When my father decided to sponsor a child from a television program, we picked Henna. At first, I had not thought at all about what kind of girl Henna was, but she looked like a rose growing between weeds in the picture I held in my hand. Her life in India seemed so different from mine in Newton.

A few summers back, we decided to pay a visit to India and to meet Henna. I was excited to go to Punjab, the land of the five rivers. Flying from Newton to Punjab would be a long journey. My mother told me to take something for Henna, so I packed some of my old clothes.

When I first saw Henna, she was a beautiful, young child with hollow dark eyes; long, elegant bare feet and jet-black hair which covered her solemn, thin face. She was wearing tattered clothing and holding her blind grandmother’s hand.

The next morning, my parents took my brothers, Henna and me to a fair. They gave each of us some money to spend. My brothers and I were astounded by the amount of food and toys there were to spend our money on. In the end we chose a few things that appealed to us.
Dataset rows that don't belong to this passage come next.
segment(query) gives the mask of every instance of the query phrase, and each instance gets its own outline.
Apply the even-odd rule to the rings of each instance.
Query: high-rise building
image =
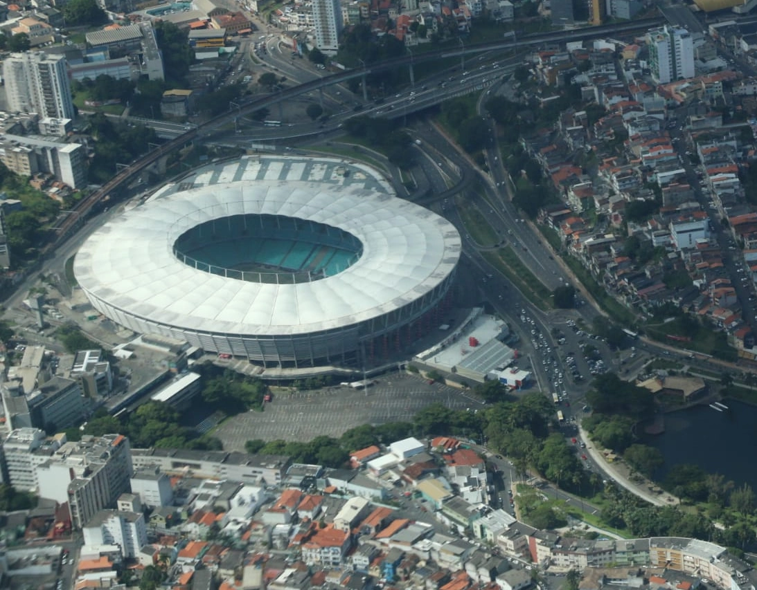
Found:
[[[170,506],[173,499],[171,482],[160,468],[150,466],[137,469],[132,477],[132,493],[151,508]]]
[[[694,44],[686,29],[665,26],[646,33],[650,69],[658,84],[694,77]]]
[[[0,269],[11,266],[11,250],[8,246],[8,231],[5,229],[5,212],[0,205]]]
[[[551,0],[550,11],[553,25],[564,26],[572,24],[575,20],[573,14],[573,0]]]
[[[63,445],[36,471],[39,497],[68,502],[71,523],[81,528],[129,491],[133,471],[129,439],[120,434],[83,436]]]
[[[36,466],[58,449],[55,440],[48,439],[38,428],[17,428],[0,446],[3,481],[21,492],[36,492]]]
[[[339,50],[342,27],[339,0],[314,0],[313,20],[316,26],[316,46],[323,53],[335,54]]]
[[[32,426],[60,431],[83,421],[88,408],[79,381],[55,375],[26,396]]]
[[[607,14],[613,18],[630,20],[644,5],[639,0],[606,0]]]
[[[66,58],[39,51],[11,54],[2,64],[8,110],[73,119]]]
[[[134,557],[147,545],[147,527],[141,512],[101,510],[83,527],[86,545],[116,545],[121,555]]]
[[[607,16],[605,0],[589,0],[589,18],[593,25],[600,25]]]

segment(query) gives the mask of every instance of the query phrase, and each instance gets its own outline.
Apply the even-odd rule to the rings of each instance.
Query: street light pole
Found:
[[[360,61],[360,64],[363,64],[363,77],[362,77],[362,82],[363,82],[363,100],[364,102],[368,102],[368,84],[366,83],[366,62],[364,62],[360,57],[357,58],[357,61]]]

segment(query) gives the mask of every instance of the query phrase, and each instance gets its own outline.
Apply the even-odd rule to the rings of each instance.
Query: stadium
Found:
[[[359,184],[232,182],[113,219],[74,274],[136,332],[266,368],[360,368],[443,323],[460,250],[445,219]]]

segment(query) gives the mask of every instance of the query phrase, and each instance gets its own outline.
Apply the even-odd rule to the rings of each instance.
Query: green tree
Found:
[[[28,510],[37,505],[36,498],[26,492],[19,492],[11,486],[0,483],[0,511],[12,512]]]
[[[631,445],[625,449],[623,458],[647,477],[652,477],[665,463],[662,453],[653,446],[647,445]]]
[[[453,412],[437,402],[427,405],[413,417],[413,422],[421,434],[446,434],[452,429]]]
[[[497,379],[490,379],[473,390],[474,393],[487,403],[494,403],[504,399],[507,395],[507,387]]]
[[[11,325],[2,320],[0,320],[0,343],[7,343],[13,337],[14,330]]]
[[[311,103],[307,105],[307,108],[305,109],[305,113],[310,120],[315,121],[318,117],[323,114],[323,107],[320,104],[316,103]]]
[[[491,136],[489,124],[481,116],[472,116],[463,120],[457,128],[457,141],[467,152],[481,149]]]
[[[570,570],[565,574],[565,588],[567,590],[578,590],[581,583],[581,572],[578,570]]]
[[[279,82],[279,79],[276,75],[273,72],[266,72],[262,73],[257,78],[257,83],[261,86],[267,86],[268,89],[273,88]]]
[[[699,465],[681,463],[668,472],[664,485],[679,498],[701,502],[707,498],[706,474]]]
[[[70,0],[63,7],[63,16],[69,26],[94,26],[107,22],[96,0]]]
[[[253,439],[245,443],[245,452],[250,455],[255,455],[260,452],[260,449],[266,446],[266,441],[260,439]]]
[[[166,578],[166,573],[155,566],[147,566],[142,570],[139,580],[139,590],[156,590]]]
[[[375,428],[372,424],[362,424],[350,428],[339,439],[341,448],[350,453],[375,445],[378,442],[378,437],[376,436]]]
[[[55,334],[69,352],[76,352],[77,350],[98,350],[101,348],[99,344],[82,334],[79,327],[76,325],[61,326],[55,331]]]
[[[518,66],[515,72],[512,73],[512,77],[516,79],[516,82],[522,84],[531,77],[531,72],[528,71],[528,68],[525,66]]]
[[[740,514],[747,516],[755,509],[755,492],[747,483],[731,492],[731,507]]]
[[[157,20],[155,40],[163,54],[164,70],[170,82],[184,85],[189,66],[195,61],[195,51],[189,45],[188,34],[173,23]]]
[[[575,287],[572,285],[558,287],[552,292],[555,307],[561,309],[569,309],[575,307]]]
[[[600,414],[619,414],[634,418],[650,415],[654,409],[652,393],[624,381],[615,373],[597,376],[586,400]]]
[[[8,48],[11,51],[28,51],[31,46],[29,36],[25,33],[16,33],[8,41]]]
[[[104,434],[115,434],[123,430],[123,424],[118,418],[113,416],[101,416],[87,422],[84,427],[86,434],[94,436],[101,436]]]
[[[252,117],[253,120],[263,121],[265,120],[266,117],[268,116],[270,114],[270,113],[271,113],[270,110],[263,107],[262,109],[257,109],[257,110],[255,110],[252,113],[252,115],[251,115],[251,116]]]
[[[310,50],[310,52],[307,54],[307,58],[313,64],[323,64],[326,63],[326,56],[317,47],[314,47]]]

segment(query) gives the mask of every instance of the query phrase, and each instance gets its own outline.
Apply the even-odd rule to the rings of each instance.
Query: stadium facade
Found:
[[[154,198],[94,232],[74,273],[142,334],[265,367],[369,366],[444,323],[455,228],[408,201],[310,182]]]

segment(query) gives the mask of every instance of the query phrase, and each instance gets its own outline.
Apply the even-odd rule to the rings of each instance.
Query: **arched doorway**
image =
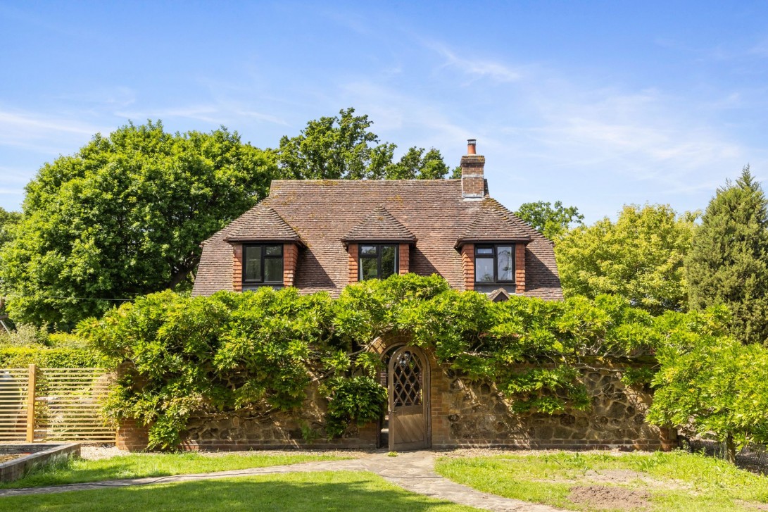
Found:
[[[432,444],[429,364],[416,347],[395,350],[387,364],[389,450],[419,450]]]

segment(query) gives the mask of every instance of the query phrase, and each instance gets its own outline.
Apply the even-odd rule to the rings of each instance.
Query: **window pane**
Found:
[[[394,245],[382,246],[382,279],[389,278],[395,274],[395,258],[397,254],[397,248]]]
[[[246,247],[243,251],[246,281],[261,281],[261,248]]]
[[[478,258],[475,259],[475,281],[478,283],[493,282],[492,258]]]
[[[282,258],[266,258],[264,259],[264,282],[283,282]]]
[[[375,258],[360,258],[360,281],[366,279],[376,279],[379,277],[379,270],[376,268],[379,262]]]
[[[515,268],[512,254],[511,247],[496,248],[496,279],[498,281],[512,281],[512,270]]]

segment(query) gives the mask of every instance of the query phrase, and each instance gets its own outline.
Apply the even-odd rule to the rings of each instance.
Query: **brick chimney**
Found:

When we met back up with Henna, I saw that she had bought a spatula. I was thinking, what would a seven-year-old do with a spatula? When I asked her, she said it was her dream to buy a spatula for her blind grandmother. She could not flip anything on the pan without burning her fingers. I thought that we all have dreams for ourselves, but this was the first time I saw someone have a dream for someone else.

The joy I took in the toys I had bought was nothing compared to the satisfaction I saw on her face. As a token of appreciation, I replaced the bag of old clothes with a bag of brand new ones. I also gave her a small collection of children’s books. She really deserved them.

Henna was like a book you could not judge by its cover. She had nothing, but she sacrificed all her money to buy something for her grandmother. I had not thought that such a poor child could have such a rich heart.